L’optimisation fiscale via les contrats de licence
Dans son arrêt rendu ce jour, la Cour répond en premier lieu que, afin de constater que le contrat de licence en cause procède d’une pratique abusive dont l’objectif est de bénéficier d’un taux de TVA moins élevé à Madère, la juridiction hongroise doit établir que ce contrat constitue un montage purement artificiel visant à dissimuler le fait que les services concernés sont en réalité fournis par WML depuis la Hongrie.
Afin de vérifier quel était le lieu réel de la fourniture de ces services, des éléments objectifs tels que l’existence physique de Labib en termes de locaux, de personnel et d’équipements doivent être pris en considération.
En revanche, le fait que le gérant et unique actionnaire de WML était le créateur du savoir-faire en cause et qu’il exerçait une influence ou un contrôle sur son développement et son exploitation n’apparaissent pas décisifs en eux-mêmes. De même, la circonstance que la gestion des transactions financières, du personnel et des moyens techniques nécessaires à la fourniture de ces services était assurée par des sous-traitants ainsi que les motifs qui peuvent avoir conduit WML à donner en location son savoir-faire au lieu de l’exploiter elle-même ne permettent pas, à eux seuls, de constater l’existence d’un montage purement artificiel.
En tout état de cause, le simple fait qu’un contrat de licence a été conclu avec une société établie dans un État membre qui applique un taux normal de TVA moins élevé que celui de l’État membre dans lequel la société donneuse de licence est établie ne peut pas être considéré, en l’absence d’autres éléments, comme une pratique abusive.

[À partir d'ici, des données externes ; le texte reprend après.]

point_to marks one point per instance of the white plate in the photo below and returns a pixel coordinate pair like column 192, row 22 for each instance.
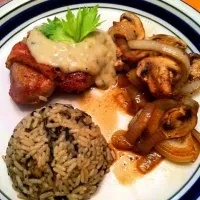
column 168, row 180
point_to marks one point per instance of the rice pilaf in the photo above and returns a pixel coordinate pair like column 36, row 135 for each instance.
column 57, row 152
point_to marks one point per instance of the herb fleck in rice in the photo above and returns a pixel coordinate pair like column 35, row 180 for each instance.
column 57, row 152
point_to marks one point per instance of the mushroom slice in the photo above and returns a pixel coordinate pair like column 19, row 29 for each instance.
column 176, row 122
column 184, row 149
column 160, row 73
column 193, row 85
column 129, row 27
column 132, row 56
column 170, row 40
column 196, row 134
column 195, row 66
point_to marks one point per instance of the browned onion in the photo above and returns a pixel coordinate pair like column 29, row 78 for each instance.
column 138, row 126
column 167, row 50
column 182, row 149
column 196, row 134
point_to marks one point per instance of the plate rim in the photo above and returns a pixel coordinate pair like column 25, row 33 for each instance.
column 193, row 179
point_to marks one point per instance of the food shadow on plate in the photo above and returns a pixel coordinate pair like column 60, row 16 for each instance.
column 58, row 96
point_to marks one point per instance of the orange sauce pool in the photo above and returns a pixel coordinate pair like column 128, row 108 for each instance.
column 125, row 167
column 104, row 109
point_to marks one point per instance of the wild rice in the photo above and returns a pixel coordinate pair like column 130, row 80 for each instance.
column 57, row 152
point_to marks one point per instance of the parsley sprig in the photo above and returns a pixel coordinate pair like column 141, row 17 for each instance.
column 73, row 28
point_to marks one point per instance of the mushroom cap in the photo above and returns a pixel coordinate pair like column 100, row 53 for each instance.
column 160, row 73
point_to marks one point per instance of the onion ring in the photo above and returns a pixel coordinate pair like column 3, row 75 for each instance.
column 167, row 50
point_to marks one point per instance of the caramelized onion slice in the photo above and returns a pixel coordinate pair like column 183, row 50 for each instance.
column 136, row 128
column 190, row 87
column 196, row 134
column 134, row 79
column 147, row 142
column 167, row 50
column 182, row 149
column 179, row 121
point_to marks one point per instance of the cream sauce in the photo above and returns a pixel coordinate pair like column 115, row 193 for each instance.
column 95, row 55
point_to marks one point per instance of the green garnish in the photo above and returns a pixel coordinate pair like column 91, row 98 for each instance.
column 74, row 28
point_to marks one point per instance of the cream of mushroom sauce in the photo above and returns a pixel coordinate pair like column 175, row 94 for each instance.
column 95, row 55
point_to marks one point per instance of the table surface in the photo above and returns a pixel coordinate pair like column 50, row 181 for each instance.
column 194, row 192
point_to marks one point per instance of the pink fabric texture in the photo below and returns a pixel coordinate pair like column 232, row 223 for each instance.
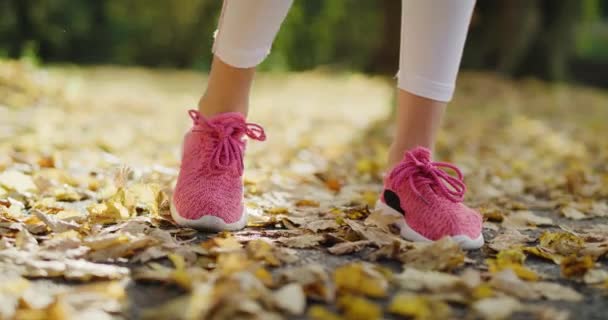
column 430, row 198
column 210, row 179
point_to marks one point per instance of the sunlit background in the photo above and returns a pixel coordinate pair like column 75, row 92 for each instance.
column 93, row 101
column 555, row 40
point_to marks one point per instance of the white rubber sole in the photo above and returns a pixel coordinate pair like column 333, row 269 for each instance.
column 208, row 222
column 408, row 233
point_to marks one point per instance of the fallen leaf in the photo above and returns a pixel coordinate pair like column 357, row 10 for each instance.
column 291, row 298
column 508, row 239
column 361, row 278
column 349, row 247
column 302, row 241
column 413, row 279
column 358, row 308
column 496, row 308
column 575, row 266
column 523, row 220
column 442, row 255
column 17, row 181
column 419, row 307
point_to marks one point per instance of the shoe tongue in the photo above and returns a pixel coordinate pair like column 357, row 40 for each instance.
column 226, row 120
column 421, row 154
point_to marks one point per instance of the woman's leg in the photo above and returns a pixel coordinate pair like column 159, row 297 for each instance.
column 433, row 34
column 417, row 188
column 245, row 34
column 209, row 190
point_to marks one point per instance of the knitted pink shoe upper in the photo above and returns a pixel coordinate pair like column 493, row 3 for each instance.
column 210, row 177
column 430, row 198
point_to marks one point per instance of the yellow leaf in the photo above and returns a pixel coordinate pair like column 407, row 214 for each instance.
column 17, row 181
column 262, row 250
column 512, row 259
column 307, row 203
column 361, row 278
column 318, row 312
column 278, row 210
column 419, row 307
column 180, row 275
column 264, row 276
column 573, row 266
column 358, row 308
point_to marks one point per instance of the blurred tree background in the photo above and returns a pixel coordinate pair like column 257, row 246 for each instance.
column 555, row 40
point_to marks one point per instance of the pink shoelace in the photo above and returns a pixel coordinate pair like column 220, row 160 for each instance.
column 229, row 148
column 420, row 171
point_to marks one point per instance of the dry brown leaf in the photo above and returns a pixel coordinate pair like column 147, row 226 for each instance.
column 302, row 241
column 555, row 291
column 314, row 280
column 17, row 181
column 413, row 279
column 291, row 298
column 573, row 213
column 361, row 278
column 575, row 266
column 512, row 259
column 509, row 239
column 376, row 235
column 496, row 308
column 349, row 247
column 419, row 307
column 318, row 312
column 442, row 255
column 523, row 220
column 382, row 221
column 358, row 308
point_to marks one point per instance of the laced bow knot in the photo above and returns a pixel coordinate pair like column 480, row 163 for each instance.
column 418, row 170
column 228, row 146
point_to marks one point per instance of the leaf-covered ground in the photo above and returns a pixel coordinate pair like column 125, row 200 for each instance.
column 88, row 158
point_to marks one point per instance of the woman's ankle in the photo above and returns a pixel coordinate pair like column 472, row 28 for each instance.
column 211, row 107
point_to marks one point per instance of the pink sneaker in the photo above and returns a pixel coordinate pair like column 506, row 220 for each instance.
column 430, row 200
column 209, row 190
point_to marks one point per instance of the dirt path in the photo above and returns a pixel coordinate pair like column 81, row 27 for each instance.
column 88, row 158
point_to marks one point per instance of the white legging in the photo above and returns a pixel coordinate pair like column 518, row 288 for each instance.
column 433, row 33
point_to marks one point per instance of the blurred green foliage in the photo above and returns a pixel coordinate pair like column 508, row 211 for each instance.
column 513, row 36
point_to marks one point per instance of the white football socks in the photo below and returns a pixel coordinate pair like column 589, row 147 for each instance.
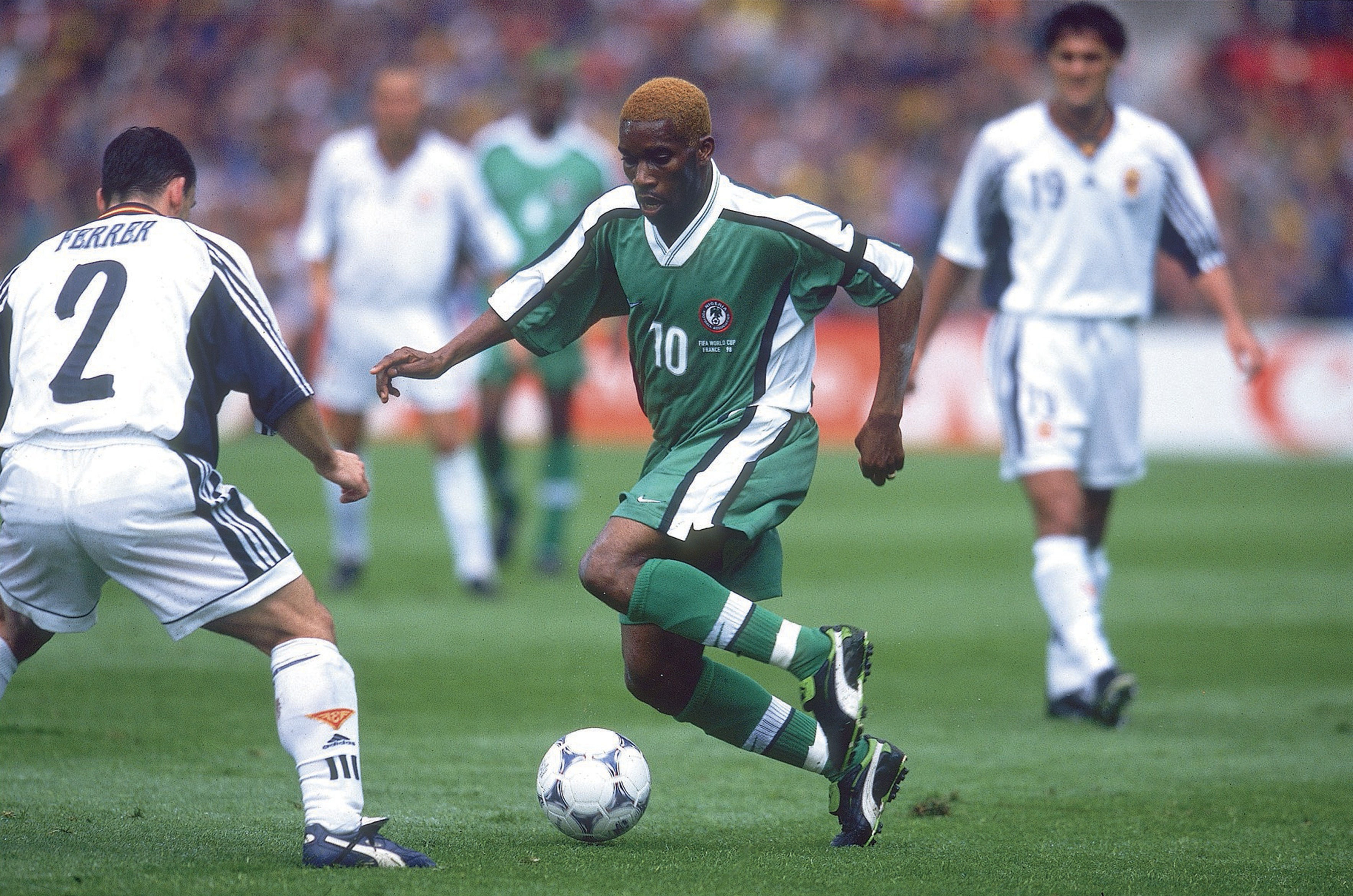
column 348, row 539
column 317, row 725
column 1065, row 584
column 1100, row 569
column 8, row 665
column 464, row 512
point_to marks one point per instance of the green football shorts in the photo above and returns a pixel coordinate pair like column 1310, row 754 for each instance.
column 746, row 474
column 558, row 373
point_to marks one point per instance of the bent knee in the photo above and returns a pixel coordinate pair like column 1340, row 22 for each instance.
column 659, row 688
column 607, row 578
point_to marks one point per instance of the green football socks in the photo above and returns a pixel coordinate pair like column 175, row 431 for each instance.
column 734, row 708
column 680, row 599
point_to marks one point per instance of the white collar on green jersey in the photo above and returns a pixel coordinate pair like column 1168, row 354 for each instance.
column 695, row 233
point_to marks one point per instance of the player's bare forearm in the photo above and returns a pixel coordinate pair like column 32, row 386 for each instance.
column 880, row 442
column 485, row 332
column 1218, row 287
column 946, row 279
column 305, row 431
column 321, row 287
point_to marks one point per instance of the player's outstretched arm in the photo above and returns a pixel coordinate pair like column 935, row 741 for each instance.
column 1220, row 289
column 485, row 332
column 305, row 431
column 880, row 441
column 946, row 279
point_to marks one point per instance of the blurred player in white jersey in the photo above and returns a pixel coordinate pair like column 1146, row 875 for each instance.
column 542, row 168
column 390, row 209
column 118, row 342
column 1064, row 203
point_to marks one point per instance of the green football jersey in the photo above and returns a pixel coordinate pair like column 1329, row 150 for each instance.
column 543, row 185
column 719, row 320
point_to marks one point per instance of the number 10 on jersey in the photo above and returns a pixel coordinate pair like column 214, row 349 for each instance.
column 669, row 348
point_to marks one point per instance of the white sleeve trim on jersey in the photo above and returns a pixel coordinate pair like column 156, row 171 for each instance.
column 887, row 263
column 515, row 297
column 318, row 226
column 237, row 275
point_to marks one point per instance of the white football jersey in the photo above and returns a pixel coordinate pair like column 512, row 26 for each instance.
column 395, row 235
column 1063, row 233
column 138, row 323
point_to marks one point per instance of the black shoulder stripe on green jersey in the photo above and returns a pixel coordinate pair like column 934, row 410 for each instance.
column 6, row 337
column 857, row 255
column 546, row 292
column 746, row 473
column 813, row 240
column 680, row 495
column 769, row 342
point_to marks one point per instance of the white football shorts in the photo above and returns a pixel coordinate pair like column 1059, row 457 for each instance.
column 356, row 340
column 1068, row 393
column 79, row 512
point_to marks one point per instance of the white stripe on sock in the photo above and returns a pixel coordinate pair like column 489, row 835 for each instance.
column 731, row 619
column 772, row 723
column 787, row 642
column 8, row 667
column 816, row 760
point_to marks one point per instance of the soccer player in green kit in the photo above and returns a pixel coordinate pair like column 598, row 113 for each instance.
column 542, row 168
column 720, row 285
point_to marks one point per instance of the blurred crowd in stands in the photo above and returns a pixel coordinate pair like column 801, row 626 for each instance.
column 865, row 106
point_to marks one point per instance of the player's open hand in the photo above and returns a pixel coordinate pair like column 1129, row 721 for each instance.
column 1245, row 350
column 880, row 444
column 405, row 362
column 349, row 473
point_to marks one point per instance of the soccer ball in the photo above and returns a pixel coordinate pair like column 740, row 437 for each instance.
column 593, row 784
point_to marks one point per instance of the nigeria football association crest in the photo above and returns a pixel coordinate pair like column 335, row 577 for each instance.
column 716, row 316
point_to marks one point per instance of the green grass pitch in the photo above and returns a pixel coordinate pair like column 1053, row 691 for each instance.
column 134, row 765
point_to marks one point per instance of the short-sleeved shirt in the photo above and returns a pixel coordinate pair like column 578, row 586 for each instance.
column 719, row 320
column 138, row 323
column 543, row 183
column 1061, row 233
column 395, row 235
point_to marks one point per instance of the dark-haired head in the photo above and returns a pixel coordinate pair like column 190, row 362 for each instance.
column 1086, row 17
column 141, row 162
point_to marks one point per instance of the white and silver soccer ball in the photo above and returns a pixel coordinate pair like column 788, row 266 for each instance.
column 593, row 784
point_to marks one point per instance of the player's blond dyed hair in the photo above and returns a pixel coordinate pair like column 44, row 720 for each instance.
column 674, row 101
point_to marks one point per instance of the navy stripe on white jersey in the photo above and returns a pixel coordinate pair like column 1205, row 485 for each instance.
column 249, row 539
column 1200, row 235
column 257, row 312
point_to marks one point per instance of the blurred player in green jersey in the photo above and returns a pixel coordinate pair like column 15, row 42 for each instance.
column 542, row 168
column 720, row 285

La preuve de l’abus fiscal
En second lieu, la Cour relève que le droit de l’Union ne s’oppose pas à ce que l’administration fiscale puisse utiliser des preuves obtenues dans le cadre d’une procédure pénale parallèle non encore clôturée, pour autant que les droits fondamentaux garantis par ce droit et notamment par la Charte soient respectés.
À cet égard, la Cour souligne que les interceptions de télécommunications ainsi que les saisies de courriels électroniques, effectuées à l’encontre de WML, constituent des ingérences dans l’exercice du droit au respect de la vie privée et familiale, si bien qu’elles doivent être prévues par la loi et mises en œuvre dans le respect du principe de proportionnalité.
Il appartiendra à la juridiction nationale de vérifier si, en l’occurrence, ces exigences ont été satisfaites et si l’utilisation par l’autorité fiscale des preuves obtenues par ces moyens était également autorisée par la loi et s’est avérée nécessaire. Il lui incombera également de s’assurer si WML a eu la possibilité, dans le cadre de la procédure administrative, d’avoir accès à ces preuves et d’être entendue sur celles-ci.
Si la juridiction nationale constate que WML n’a pas eu cette possibilité ou que les preuves en question ont été obtenues en violation de la Charte ou bien si cette juridiction n’est pas habilitée à exercer ce contrôle, elle doit écarter ces preuves et annuler la décision attaquée, dans la mesure où celle-ci se trouverait, de ce fait, sans fondement.